Aos 52 anos, a atriz Letícia Sabatella descobriu ser uma pessoa dentro do Transtorno do Espectro Autista (TEA), nível 1 de suporte, considerado o mais leve. Ela revelou o diagnóstico recentemente no podcast “Papagaio Falante” e neste domingo (17) deu uma longa entrevista ao Fantástico, da TV Globo, em que contou como ainda tenta entender a nova condição.

“A sensação mesmo foi libertadora. Eu ainda estou nesse flerte de buscar a melhor compreensão sem desespero algum em relação a isso”, contou a atriz ao revelar que já foi rotulada até mesmo como maluca. “Sempre fui reconhecida como pisciana, artista, sonhadora, romântica, idealista. Ou até em algumas situações mais abusivas como maluca, louquinha”, disse.

Ouça trechos inéditos da entrevista de Letícia Sabatella

Não é impressão nossa: o número de pessoas identificadas como autistas já na fase adulta tem crescido mais a cada dia. Assim como Sabatella, a cantora australiana Sia descobriu o autismo aos 47 anos. Já a atriz e cantora brasileira Leilah Moreno, de 38 anos, foi diagnosticada dentro do espectro após os 25. Aos 36, no ano passado, a jornalista, fotógrafa e ex-BBB Angélica Martins, a Morango, recebia o mesmo diagnóstico.

 

Por que mulheres são diagnosticadas já adultas?
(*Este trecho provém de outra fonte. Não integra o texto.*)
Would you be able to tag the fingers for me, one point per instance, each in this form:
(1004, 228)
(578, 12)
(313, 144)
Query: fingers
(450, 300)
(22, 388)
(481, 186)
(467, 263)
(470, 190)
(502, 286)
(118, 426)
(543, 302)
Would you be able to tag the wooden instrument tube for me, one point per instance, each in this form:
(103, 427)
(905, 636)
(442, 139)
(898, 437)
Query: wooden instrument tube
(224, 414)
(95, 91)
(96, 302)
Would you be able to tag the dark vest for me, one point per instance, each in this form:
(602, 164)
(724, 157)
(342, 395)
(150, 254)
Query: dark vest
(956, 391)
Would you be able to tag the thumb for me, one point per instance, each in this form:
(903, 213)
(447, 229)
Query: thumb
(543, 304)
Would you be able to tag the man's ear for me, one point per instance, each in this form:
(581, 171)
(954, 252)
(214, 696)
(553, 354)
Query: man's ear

A falta de conhecimento sobre o autismo e suas características faz com que haja uma subnotificação sobre os casos que envolvem o distúrbio, ou seja, o preconceito e o distanciamento da população quanto à temática torna difícil que pais, professores e a comunidade percebam indicativos do transtorno em crianças e recomendem a busca de um profissional.

Alexandre Pimenta, responsável técnico pela rede AmorSaúde, e que acompanha de perto centenas de diagnósticos todos os dias, destaca que a falta de conhecimento sobre o TEA, faz com que muitas pessoas cheguem à idade adulta sem saberem que possuem um distúrbio.
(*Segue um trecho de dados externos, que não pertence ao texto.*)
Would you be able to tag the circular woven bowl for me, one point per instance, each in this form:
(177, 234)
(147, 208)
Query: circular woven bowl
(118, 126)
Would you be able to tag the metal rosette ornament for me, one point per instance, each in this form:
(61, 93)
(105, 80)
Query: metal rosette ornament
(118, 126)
“O número de diagnósticos de autismo em crianças vem crescendo, mas será que o transtorno é mais comum agora do que era a anos atrás? Grande parte dos especialistas acha que não. É provável que os números tenham aumentado justamente porque agora conhecemos melhor o espectro do que conhecíamos há 30 ou 40 anos, por exemplo. Isso nos faz pensar em todas as pessoas adultas que nunca foram diagnosticadas, e que, portanto, nunca tiveram qualquer tipo de tratamento”, afirma o médico.
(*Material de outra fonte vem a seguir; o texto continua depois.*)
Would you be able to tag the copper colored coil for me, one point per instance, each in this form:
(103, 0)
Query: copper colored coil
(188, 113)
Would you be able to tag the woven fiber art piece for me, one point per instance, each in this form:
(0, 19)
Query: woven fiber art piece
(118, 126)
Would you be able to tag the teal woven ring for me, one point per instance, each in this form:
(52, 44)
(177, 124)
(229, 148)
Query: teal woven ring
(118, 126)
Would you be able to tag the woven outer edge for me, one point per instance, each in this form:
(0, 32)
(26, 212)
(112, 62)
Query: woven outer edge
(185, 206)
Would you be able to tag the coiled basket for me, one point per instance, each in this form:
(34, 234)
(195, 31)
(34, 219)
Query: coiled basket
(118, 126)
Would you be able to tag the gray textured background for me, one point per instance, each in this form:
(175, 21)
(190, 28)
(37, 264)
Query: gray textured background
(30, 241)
Além disso, como nem todo mundo sabe reconhecer os sintomas do autismo em adultos, o diagnóstico tardio se torna ainda mais difícil. “Não raras as vezes, isso compromete a qualidade de vida das pessoas que convivem com o TEA, mas sequer conhecem sua condição. O preconceito e os tabus impostos pela sociedade, o excesso de cobrança por resultados cada vez mais exigentes, fazem com que muitas dessas pessoas fiquem sem o diagnóstico e tratamento adequado, às vezes tratados como TDH ou outros distúrbios do comportamento”, pontua o médico.

Conforme destaca o responsável técnico pela rede de clínicas, a subnotificação de casos de TEA entre adultos pode inviabilizar que milhares de pessoas sejam integradas à dinâmica social e conheçam seus direitos nos mais diversos âmbitos, desde o mercado de trabalho até o sistema de ensino.

Mulheres autistas se comportam de ‘maneira socialmente aceitável’, diz estudo

Embora o TEA seja mais comumente associado a homens, é cada vez mais reconhecido que as mulheres também podem ser afetadas por essa condição. Nos últimos anos, tem havido um aumento do interesse e da pesquisa sobre o TEA em mulheres, com o objetivo de entender melhor as diferenças de apresentação clínica, desafios específicos e necessidades de suporte.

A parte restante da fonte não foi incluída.